The Game has changed. For the first time in League of Legends history, a Korean team lost to two separate Western Teams in the Group Stage. For the first time in League of Legends history, multiple Korean teams lost to a Westerm Team in the Group Stage. A year ago, the gap between Korea and the rest of the World seemed vast. The best non-korean team couldn’t even take a game off the best Korean Team. And it’s not just that. They were never a threat to. The argument throughout the 2014 season was which Region was the 2nd spot in the world, and just how large the gap really was between them and the Koreans. When middle-tier Korean teams dominated foreign competition at IEM Katowice and All-Stars, the general consensus was that, if anything, that gap had gotten larger. And maybe it had. But after watching the Group Stage at this year’s World Championship, it’s clear that things have changed. The gap has grown small. Small enough that the Korean teams must give NA, EU, and Chinese teams the same respect they give their countrymen, or risk defeat. Western Teams have grown smarter. Their player’s have gotten better, and more committed.
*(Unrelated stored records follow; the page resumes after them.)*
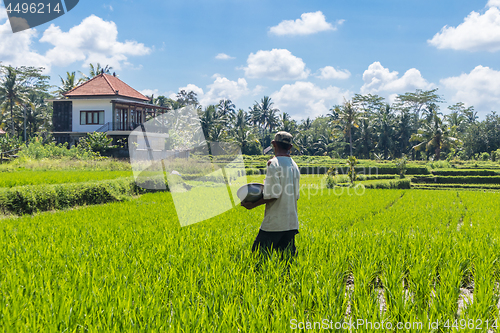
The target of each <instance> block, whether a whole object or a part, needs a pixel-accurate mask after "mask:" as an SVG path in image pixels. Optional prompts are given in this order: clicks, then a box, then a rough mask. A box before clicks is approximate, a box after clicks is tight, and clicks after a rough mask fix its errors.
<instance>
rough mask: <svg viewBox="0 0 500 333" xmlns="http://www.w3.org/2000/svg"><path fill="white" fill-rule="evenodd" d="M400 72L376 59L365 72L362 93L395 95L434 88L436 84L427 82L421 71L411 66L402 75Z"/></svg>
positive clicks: (367, 93) (393, 95)
mask: <svg viewBox="0 0 500 333" xmlns="http://www.w3.org/2000/svg"><path fill="white" fill-rule="evenodd" d="M398 74H399V73H398V72H396V71H393V72H391V71H389V69H388V68H385V67H384V66H382V65H381V64H380V62H378V61H376V62H374V63H373V64H371V65H370V66H368V69H367V70H365V71H364V73H363V81H364V84H363V86H362V87H361V90H360V92H361V93H362V94H380V95H382V96H384V97H389V96H391V94H392V96H394V94H395V93H404V92H407V91H413V90H416V89H432V88H434V87H435V86H434V84H432V83H429V82H427V81H426V80H425V79H424V78H423V77H422V74H421V73H420V71H419V70H418V69H416V68H410V69H409V70H407V71H406V73H404V75H403V76H402V77H398Z"/></svg>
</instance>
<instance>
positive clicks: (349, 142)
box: [349, 128, 352, 156]
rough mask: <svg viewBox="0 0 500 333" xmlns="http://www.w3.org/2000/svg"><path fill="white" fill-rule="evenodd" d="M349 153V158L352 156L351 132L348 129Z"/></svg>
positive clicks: (351, 143)
mask: <svg viewBox="0 0 500 333" xmlns="http://www.w3.org/2000/svg"><path fill="white" fill-rule="evenodd" d="M349 151H350V153H351V156H352V131H351V129H350V128H349Z"/></svg>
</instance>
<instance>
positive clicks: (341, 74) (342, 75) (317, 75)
mask: <svg viewBox="0 0 500 333" xmlns="http://www.w3.org/2000/svg"><path fill="white" fill-rule="evenodd" d="M350 76H351V73H350V72H349V71H348V70H347V69H335V68H333V67H332V66H326V67H323V68H320V74H318V75H316V77H318V78H320V79H322V80H330V79H339V80H344V79H348V78H349V77H350Z"/></svg>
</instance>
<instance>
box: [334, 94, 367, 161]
mask: <svg viewBox="0 0 500 333" xmlns="http://www.w3.org/2000/svg"><path fill="white" fill-rule="evenodd" d="M334 108H335V110H334V111H335V112H336V113H337V114H338V119H337V120H335V121H334V123H337V124H339V125H340V126H341V128H342V129H343V131H344V135H345V136H347V137H349V154H350V156H352V131H353V128H359V123H360V121H361V120H362V119H363V117H362V113H361V112H359V111H358V109H357V108H356V107H355V106H354V105H353V104H352V102H351V101H346V100H344V104H343V105H342V106H340V107H339V106H336V107H334ZM330 111H332V110H330Z"/></svg>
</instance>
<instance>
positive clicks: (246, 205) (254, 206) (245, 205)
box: [241, 198, 276, 209]
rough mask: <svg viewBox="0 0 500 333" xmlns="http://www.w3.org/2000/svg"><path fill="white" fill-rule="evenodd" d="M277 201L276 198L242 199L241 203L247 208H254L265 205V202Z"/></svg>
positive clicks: (265, 202) (251, 208)
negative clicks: (252, 200)
mask: <svg viewBox="0 0 500 333" xmlns="http://www.w3.org/2000/svg"><path fill="white" fill-rule="evenodd" d="M274 201H276V199H274V198H273V199H260V200H258V201H256V202H248V201H242V202H241V205H242V206H243V207H245V208H246V209H254V208H255V207H258V206H260V205H265V204H268V203H270V202H274Z"/></svg>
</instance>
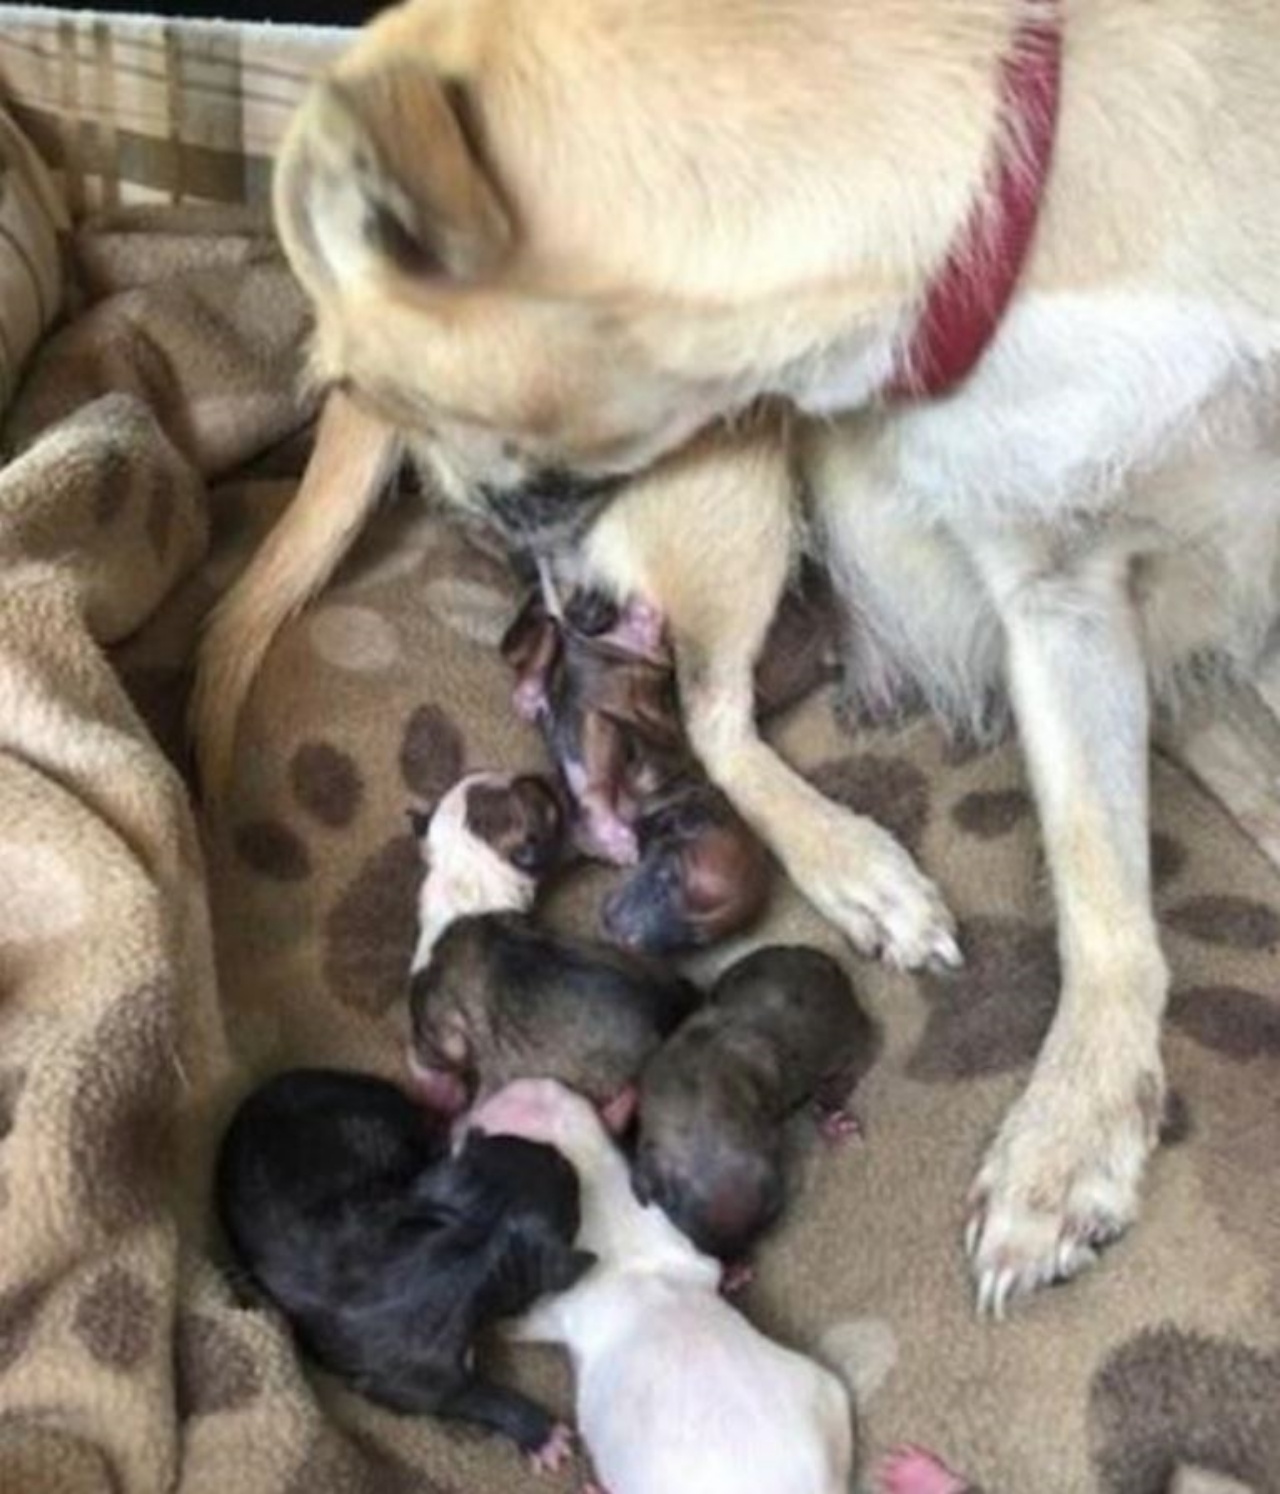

They have coaches and analysts, and major sponsors. And most importantly, they’ve become ruthless. The days of keeping aging players for the sake of friendship are behind us. We may not have entered a Brave New World yet, but we’re standing on the brink.

I think the moment most fans realized the competitive landscape had changed when KaBuM took down Alliance. And unlike past wild card wins when it was more the superior team beating themselves, this was a Wild Card team from one of the least developed regions beating a Regional Power House at every facet of the game. Their Pick & Ban phase was exceptional, their map movements crisp, and their mechanics sharp. This was KaBuM forcing Alliance into mistakes, not just lucking into them. But it wasn’t the win alone that was impressive, it was the growth. This was a team that got better each and every game they played. You’d almost wonder how good they would be if they got to face excellent teams all the time. Maybe that’s all Brazil is missing. It’d be hard to argue that KaBuM couldn’t at least earn their keep as one of the top 8 (soon to be 10) teams in either the EU or NA LCS. Don’t believe me? Yesterday, a post claiming that Wild Card teams don’t belong at the World Championship reached the top page. Today,it was a post claiming the World Championship needs more Wild Card teams. I think we’ve begun to realize that we’re watching a World Championship where no team is safe.

So which Region stands second behind Korea. North America? Europe? China? How about all three. As a fan base, we’ve devoted so much time arguing over which Region is better when the truth is, all three stand on an equal footing. While no EU team made it out of the Group Stage, the EU teams took more games off the Koreans than any other Region. Both Groups C and D went down to the wire, with the final spot in the knockout stage from each group remaining undecided until the last game of the group. It’d be hard to argue that the 2nd place team in either group was significantly better than the 3rd place team, and Group C in particular was extremely close. Have you ever wondered why NA, EU, and China argue about which Region is second best? It’s absurd really. This is (e)sports. You’re either first or you’re last. Nothing else matters. Yet, we still argue. And that’s because, until this World Championship, it’s been laughable to even mention any other region in the conversation. Yes, Korea is still tbe best region in League of Legends, but it’s not the gulf it once was. Soon, the other Regions will be able to include themselves in the conversation and it won’t be hubris. Afterall, the idea of a Korean Team losing to a Western team isn’t as silly as it once was.

This probably won’t be the year a Korean Team doesn’t win the World Championship (and it’s still odd that we talk as if the Koreans have always been the dominant power, when they’ve won the same number of World Championships as Europe and South East Asia). But the gap is closing fast, we may soon find ourselves watching a World Championship where the Koreans aren’t the favorites. I think, if anything, we’ll remember this World Championship as the one where the Koreans lost their aura of invincibility.